Source:Administering Si3 NG Deduplication Store

From SEPsesam

The Si3 NG data store is set up on a dedicated Linux server with SEP sesam installed. SEP sesam provides command utilities for configuring and managing Si3 NG data stores.

The main maintenance tasks on Si3 NG data store are garbage collection (gc) and file system check (fsck). These tasks are run automatically. Garbage collection (gc) is started by sm_start during SEP sesam newday. The file system check (fsck) is performed repeatedly in regular intervals and automatically with every backup.

The Si3 NG has two types of file system check (fsck): object check (occk), which checks if the Si3 NG data part is still readable, and page check (pcck), which checks the physical data on the disk. All processes (gc, occk and pcck) can run simultaneously.

SEP sesam provides the sm_dedup_interface utility for configuring and managing Si3 NG data stores, and for recovering corrupted Si3 NG data stores.

Information sign.png Note
ou must have SEP sesam administrator privileges to run SEP sesam CLI commands and use the command prompt as an administrator. All commands are run from the <SESAM_ROOT>/bin/sesam/ directory. If you want to execute SEP sesam commands globally (and not from the actual run directory), set the SEP sesam profile as described in What happens when I set a profile?.

Administering Si3 NG data store

To perform administrative tasks and manage the Si3 NG data store you can use the sm_dedup_interface utility. Below is a list of some commands and their usage.

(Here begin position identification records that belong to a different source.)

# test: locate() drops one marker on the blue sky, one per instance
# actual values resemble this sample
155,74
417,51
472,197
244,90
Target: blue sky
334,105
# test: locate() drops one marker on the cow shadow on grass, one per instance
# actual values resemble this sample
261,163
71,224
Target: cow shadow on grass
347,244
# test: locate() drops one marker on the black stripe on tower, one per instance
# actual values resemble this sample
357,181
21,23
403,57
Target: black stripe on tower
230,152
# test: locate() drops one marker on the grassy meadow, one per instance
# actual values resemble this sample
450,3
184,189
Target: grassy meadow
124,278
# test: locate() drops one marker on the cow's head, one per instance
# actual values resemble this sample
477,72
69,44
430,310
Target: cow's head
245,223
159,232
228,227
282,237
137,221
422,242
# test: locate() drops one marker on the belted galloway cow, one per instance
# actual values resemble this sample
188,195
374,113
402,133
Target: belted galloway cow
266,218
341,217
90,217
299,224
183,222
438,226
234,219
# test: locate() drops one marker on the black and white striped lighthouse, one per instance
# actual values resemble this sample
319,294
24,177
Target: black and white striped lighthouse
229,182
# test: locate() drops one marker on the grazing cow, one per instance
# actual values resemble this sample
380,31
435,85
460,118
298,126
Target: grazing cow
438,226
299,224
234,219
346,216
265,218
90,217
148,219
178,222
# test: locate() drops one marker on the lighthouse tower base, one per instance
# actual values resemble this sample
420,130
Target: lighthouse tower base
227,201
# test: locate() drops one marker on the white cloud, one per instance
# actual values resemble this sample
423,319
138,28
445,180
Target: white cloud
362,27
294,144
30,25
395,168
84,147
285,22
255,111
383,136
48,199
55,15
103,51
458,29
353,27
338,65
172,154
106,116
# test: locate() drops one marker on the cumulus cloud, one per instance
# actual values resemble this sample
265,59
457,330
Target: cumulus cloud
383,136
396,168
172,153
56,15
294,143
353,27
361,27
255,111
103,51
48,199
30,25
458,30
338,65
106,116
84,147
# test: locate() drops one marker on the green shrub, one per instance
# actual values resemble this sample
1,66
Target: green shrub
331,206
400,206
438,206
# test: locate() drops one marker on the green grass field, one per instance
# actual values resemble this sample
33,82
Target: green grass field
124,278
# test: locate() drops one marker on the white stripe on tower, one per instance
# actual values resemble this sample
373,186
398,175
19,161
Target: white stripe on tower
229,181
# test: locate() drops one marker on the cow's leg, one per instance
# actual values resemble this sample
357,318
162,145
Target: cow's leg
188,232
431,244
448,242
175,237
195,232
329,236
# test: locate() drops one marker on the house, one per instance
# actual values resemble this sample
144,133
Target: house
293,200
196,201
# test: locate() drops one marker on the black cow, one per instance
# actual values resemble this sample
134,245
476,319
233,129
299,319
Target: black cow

The general syntax for the sm_dedup_interface commands is:

sm_dedup_interface -d <datastore> <command>

The following commands are available:

 - purge
 - objectinfo  <remote filename>
 - put <input filename> <dest filename>
 - get  <remote filename> <dest filename> [<bytes skipped then> [<bytes read at beginning>]]
 - delete <remote filename> [<filename 2>]*
 - getlabel
 - getuuid
 - list
 - fsck [start|stop|autopurge|status|incremental|purge now|dump status into <file>|fsck incr start from <file>]
 - gc <start|stop|status|result>
 - key <set <key> <value>|get <key>|list>
 - log@server <msg>
 - propose serverconfig <repository netto GiB>
 - propose jvmconfig (see Notea)
 - snapshot
 - replicate from [-f] <remote hostname> <remote port> <remote filename>
 - replicate show
 - replicate abort <task id>
Notea

To find out how much RAM is needed at what capacity of Si3-NG use the following command:

sm_dedup_interface -T dedup2 propose jvmconfig <Si3NG_capacity>

The output of MaxDirectMemorySize is the required RAM value.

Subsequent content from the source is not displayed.